Watcher benchmark#

This page captures the detailed cluster setup, per-configuration tables, and analysis behind the ExecutionMode.LOCAL versus ExecutionMode.WATCHER benchmark dated 2026-05-15. For a concise summary, see the “Performance gains” section in Watcher execution mode (experimental).

We ran the comparison with the astronomer/cosmos-benchmark project on the official Apache Airflow Helm chart, with a dedicated worker pool for the heavy producer dbt build step and a separate pool for the per-model sensor tasks.

The full setup script, raw per-rep data, and a reproducible sweep recipe are published in the cosmos-benchmark readme.

Cluster setup#

  • Apache Airflow Helm chart 1.21.0 (Airflow 3.2.0)

  • astronomer-cosmos==1.14.1, dbt-bigquery==1.9

  • dbt project: google/fhir-dbt-analytics (2 seeds, 52 sources, 185 models)

  • Producer pool: 1 replica, cpu=1 / memory=2Gi

  • Consumer pool: 9 replicas, cpu=1 / memory=2Gi with worker_concurrency=2 (18 task slots total)

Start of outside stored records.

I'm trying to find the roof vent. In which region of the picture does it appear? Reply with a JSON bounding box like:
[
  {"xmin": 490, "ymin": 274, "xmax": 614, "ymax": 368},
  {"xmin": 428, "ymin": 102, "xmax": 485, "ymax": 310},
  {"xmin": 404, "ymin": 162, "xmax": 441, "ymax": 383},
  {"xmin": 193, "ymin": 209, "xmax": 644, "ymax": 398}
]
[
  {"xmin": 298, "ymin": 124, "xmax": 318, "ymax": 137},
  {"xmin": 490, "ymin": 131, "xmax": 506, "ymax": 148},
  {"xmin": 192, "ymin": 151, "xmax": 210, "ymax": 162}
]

  • Airflow parallelism=16

  • Cosmos watcher_dbt_execution_queue=producer routing so the producer dbt build always lands on the dedicated pool

  • 5 repetitions per configuration; wall time below is mean ± sample-stdev (n=5)

Timing and CPU#

Mode

Threads

Wall time (minutes)

Producer time (minutes)

Producer max CPU

Total consumers max CPU

LOCAL

N/A

8.9 ± 0.2

N/A

N/A

4.30

WATCHER

4

7.5 ± 0.2

7.3

0.28

7.96

WATCHER

8

5.2 ± 0.2

4.2

0.54

8.05

WATCHER

12

5.6 ± 1.2

4.3

0.70

8.15

WATCHER

16

5.2 ± 0.3

3.1

0.83

8.30

Producer max CPU is peak cores observed for the single producer pod (capacity: 1 core). Total consumers max CPU is peak cores summed across the 9 consumer pods (combined capacity: 9 cores); each individual consumer pod is bounded by its 1-core limit.

Peak memory by pool#

Mode

Threads

Producer peak memory (GiB)

Total consumers peak memory (GiB)

LOCAL

N/A

N/A

10.0

WATCHER

4

0.8

8.1

WATCHER

8

0.8

8.5

WATCHER

12

0.8

8.7

WATCHER

16

0.8

8.6

Producer peak memory is for the single producer pod (capacity: 2 GiB). Total consumers peak memory is summed across the 9 consumer pods (combined capacity: 18 GiB); each individual consumer pod is bounded by its 2 GiB limit.

Analysis#

  • WATCHER beat LOCAL at every thread count we tested. Even at dbt’s default of 4 threads, WATCHER cut wall-clock runtime by about 15% (7.5 vs 8.9 minutes). With 8 threads or more, WATCHER ran the DAG roughly 41% faster than LOCAL.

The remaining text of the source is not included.